Big Sur is the California that men dreamed of years ago, this is the Pacific that Balboa looked at from the Peak of Darien, this is the face of the earth as the Creator intended it to look.

- Henry Miller

Big Sur is a 90 mile (145 km) stretch of rugged coast in central California. The Santa Lucia Mountains range rises almost straight out of the sea and at various points extends from 3 to 12 miles (5 to 19 km) inland. As you drive along the coast, you are greeted at almost every turn by stunning beaches (often inaccessible) and amazing rock formations. Bird lovers have enough to keep them busy, while otters and sea lions bob about amidst the kelp. Even dolphins will occasionally be spotted.

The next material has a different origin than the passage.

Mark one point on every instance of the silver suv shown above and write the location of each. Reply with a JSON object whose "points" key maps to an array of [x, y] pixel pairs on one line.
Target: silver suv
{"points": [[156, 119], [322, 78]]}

Most visitors see only the sights along Highway 1, never venturing inland along some of the most amazing hiking trails and, if you a more daring on dirt roads, some of the most amazing spots to spend the night. Since 1937, when the two lane highway between Carmel and San Simeon was completed, it has been closed 55 times due to landslides. During my stay, Highway 1 was open, but many of the service roads to the interior were closed due to fire and water damage.

Big Sur is part of California, but very likely the most under developed and sparsely populated area of the state. It has a little bit for everybody. Highway and dirt roads. Beaches and rocky cliffs. Roundly polished beach pebbles, jade and even gold. Natural springs to drink from and hot springs to relax in. The little village of Gorda (population of 38) boasts the most expensive gas and groceries in the country. There are hotels, motels and camping (if you book 6 months in advance). If you didn’t book ahead (like me) there is also the possibility of free camping if you know where to go. My five days in Big Sur were spent sleeping in my truck and hiking trails out to some remote camping spots. My five days in Big Sur were free of internet or telephone and full of adventure.

Author Lillian Ross , who lived in southern Big Sur near Lime Creek beginning in 1939, famously described Big Sur as “not a place at all but a state of mind.”